Теперь Марат заинтересованно поднял голову. Пальцы, до этого быстро порхающие по кнопкам, остановились в миллиметре от трубки.
— В какую кабинку?
— Для переодевания, — даже для меня это было слишком. — А я, между прочим, была в магазине нижнего белья!
Телефон отложили в сторону.
— И что?
Досадливо махнула рукой и потерла лоб.
— Да ничего. Как зашли в магазин — так и вышли. Весь день испортили. А еще, что меня вообще выводит из себя, — их каменные лица. Ноль эмоций, представляешь, да?
— Я поговорю с ними, — пообещал Марат. — Ты сейчас куда?
— Домой поеду. Я что-то так устаю в последнее время. Сил ни на что не остается.
— Хорошо. Часов в восемь я приеду. И еще, Саш, — потерев переносицу, вспомнил мужчина. — Ты завтра занята?
— Нет.
— Тогда вечером мы с тобой поедем на открытие одного ресторана. Ты не против?
На самом деле, я даже за. Сидеть дома, долго по крайней мере, я не могла. Энергии нужен был выход, а если выхода не находилось, я начинала активно беситься и выводить окружающих. Это сейчас более-менее удачное время, когда меня почти на ходу вырубает. А так давно бы уже взорвалась и чего-нибудь учудила.
— Не против. А во сколько?
— Будь готова где-то в семь. Обо все дома поговорим, ладно, хорошая моя?
— Угу.
— И еще, Саш, — к этому моменту я успела почти до двери дойти. Пришлось вопросительно оглянуться через плечо. — Позови этих двоих сюда, и подожди их пока в коридоре.
Кивнула и мысленно довольно затанцевала от радости. Правда, радость была недолгой. Марат моих псов выпустил через пять минут, дав новые указания, и мы бодро поехали домой.
Следующий день выдался напряженным и суетным. Я съездила в торговый центр, недавно открывшийся, кстати. Побродила по магазинам, купила себе платье на вечер, под конец совсем забыв о сопровождающих, которые теперь держались на почтительном расстоянии, и собралась уже домой поехать, как неожиданно — в который раз! — в просторном холле громкий мужской голос позвал меня по имени. Настолько громко, что все редкие покупатели принялись оглядываться назад в поисках раздражителя.
— Саша! В который раз я тебя так встречаю!
Удивленно подняла брови, разглядывая бодро идущего навстречу Вячеслава, и медленно искренне улыбнулась.

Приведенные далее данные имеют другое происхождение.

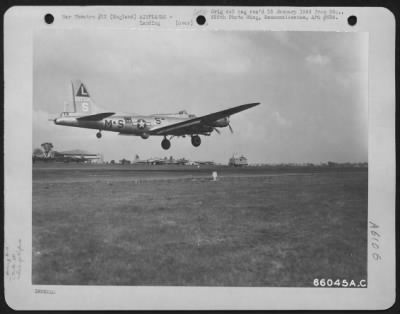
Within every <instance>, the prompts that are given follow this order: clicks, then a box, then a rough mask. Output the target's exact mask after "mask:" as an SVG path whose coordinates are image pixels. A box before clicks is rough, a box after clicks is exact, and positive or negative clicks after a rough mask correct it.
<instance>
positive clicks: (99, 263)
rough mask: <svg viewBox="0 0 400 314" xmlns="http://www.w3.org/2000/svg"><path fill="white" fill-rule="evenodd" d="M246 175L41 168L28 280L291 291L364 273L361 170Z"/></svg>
mask: <svg viewBox="0 0 400 314" xmlns="http://www.w3.org/2000/svg"><path fill="white" fill-rule="evenodd" d="M241 171H244V170H240V169H237V170H235V172H237V174H238V175H234V173H233V172H231V173H229V174H227V175H226V176H224V171H223V170H220V171H219V174H220V178H219V180H218V181H217V182H211V181H210V176H209V174H210V173H209V172H207V174H205V173H204V175H203V174H202V173H199V175H195V176H188V175H187V173H183V174H176V172H173V171H168V174H167V172H166V173H164V174H162V175H155V176H148V175H147V173H146V172H145V171H144V172H143V173H141V174H140V175H138V174H137V173H135V174H134V173H130V172H128V175H127V174H126V173H125V174H124V175H122V174H121V175H119V174H118V175H115V174H113V172H112V171H110V172H104V171H101V170H96V171H95V172H93V173H90V175H89V173H87V172H85V171H76V172H75V173H74V174H72V175H71V171H70V172H69V176H65V175H63V174H62V171H61V170H59V169H58V170H57V169H53V170H51V169H50V170H49V169H48V170H46V171H36V172H35V169H34V173H33V272H32V278H33V283H34V284H63V285H68V284H70V285H87V284H88V285H183V286H187V285H191V286H291V287H293V286H312V282H313V279H314V278H332V279H337V278H340V279H350V280H351V279H354V280H360V279H367V270H366V268H367V267H366V266H367V242H366V241H367V195H368V192H367V183H368V179H367V177H368V175H367V171H366V170H358V171H357V172H355V171H352V172H349V171H343V172H342V171H336V172H335V171H330V172H319V173H300V174H290V173H281V174H269V173H265V174H263V173H262V171H261V170H259V171H258V172H257V173H258V174H259V175H258V176H251V175H248V173H247V172H245V171H244V172H243V173H242V175H241ZM171 173H172V174H171ZM119 178H123V180H122V179H119ZM148 178H151V179H148Z"/></svg>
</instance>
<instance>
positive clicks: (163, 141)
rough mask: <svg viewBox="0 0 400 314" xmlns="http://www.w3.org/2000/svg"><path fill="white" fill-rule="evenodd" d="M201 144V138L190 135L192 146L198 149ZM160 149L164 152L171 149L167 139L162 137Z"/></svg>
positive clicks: (195, 135)
mask: <svg viewBox="0 0 400 314" xmlns="http://www.w3.org/2000/svg"><path fill="white" fill-rule="evenodd" d="M200 144H201V138H200V136H198V135H192V145H193V146H194V147H199V146H200ZM161 147H162V148H163V149H165V150H167V149H169V148H170V147H171V141H170V140H169V139H167V137H164V139H163V140H162V141H161Z"/></svg>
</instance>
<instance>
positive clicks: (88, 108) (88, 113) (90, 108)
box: [72, 80, 93, 115]
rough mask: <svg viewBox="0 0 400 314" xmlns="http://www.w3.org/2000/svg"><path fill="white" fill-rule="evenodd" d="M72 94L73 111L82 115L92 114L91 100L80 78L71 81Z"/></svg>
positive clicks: (91, 104)
mask: <svg viewBox="0 0 400 314" xmlns="http://www.w3.org/2000/svg"><path fill="white" fill-rule="evenodd" d="M72 96H73V101H74V112H76V113H79V114H84V115H88V114H92V107H93V101H92V100H91V98H90V95H89V92H88V90H87V88H86V86H85V85H84V84H83V83H82V82H81V81H80V80H76V81H73V82H72Z"/></svg>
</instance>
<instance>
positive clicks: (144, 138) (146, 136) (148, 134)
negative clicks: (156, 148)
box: [140, 133, 150, 140]
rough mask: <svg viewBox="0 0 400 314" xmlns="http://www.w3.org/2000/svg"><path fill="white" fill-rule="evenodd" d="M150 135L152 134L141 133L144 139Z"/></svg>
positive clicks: (142, 136) (141, 135)
mask: <svg viewBox="0 0 400 314" xmlns="http://www.w3.org/2000/svg"><path fill="white" fill-rule="evenodd" d="M149 136H150V134H149V133H142V134H140V137H141V138H142V139H144V140H146V139H148V138H149Z"/></svg>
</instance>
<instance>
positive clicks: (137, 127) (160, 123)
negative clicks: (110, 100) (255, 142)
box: [54, 113, 213, 138]
mask: <svg viewBox="0 0 400 314" xmlns="http://www.w3.org/2000/svg"><path fill="white" fill-rule="evenodd" d="M78 117H79V116H74V115H68V114H67V113H66V114H64V115H62V116H61V117H59V118H57V119H55V120H54V123H55V124H57V125H65V126H72V127H78V128H87V129H96V130H104V131H112V132H118V133H121V134H123V135H136V136H142V137H144V138H146V135H147V134H148V133H149V131H150V130H151V129H152V128H154V127H160V126H163V125H169V124H174V123H179V122H183V121H185V120H188V118H186V117H171V116H163V115H155V116H132V115H119V114H115V115H113V116H110V117H107V118H104V119H101V120H98V121H82V120H79V119H77V118H78ZM212 130H213V127H212V126H207V125H199V126H198V127H197V128H194V130H193V134H205V133H209V132H212ZM170 134H171V135H176V136H179V135H184V134H180V131H179V130H176V131H175V132H174V131H171V132H170ZM185 134H187V133H186V132H185Z"/></svg>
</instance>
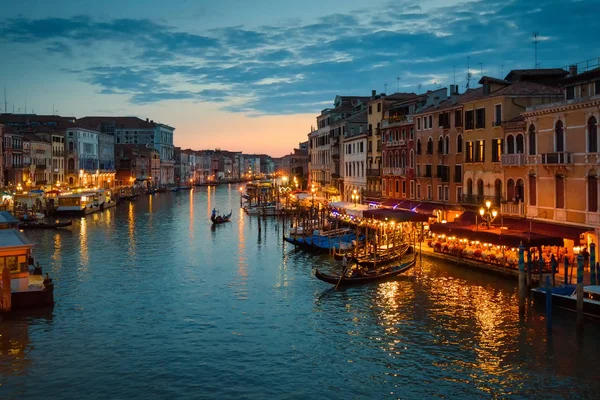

— Добрый день! Да уж, Слава, ты умеешь находить места для встречи.
Его тоже сопровождали два охранника — здоровенные детины, бритые под ноль. Мои выглядели человечнее и цивилизованнее. По крайней мере, на голове у них росли волосы, а шеи — не оплетали золотые цепи толщиной в палец. Хотя сам Слава был одет довольно просто — в черные брюки и светло-голубую рубашку с закатанными рукавами.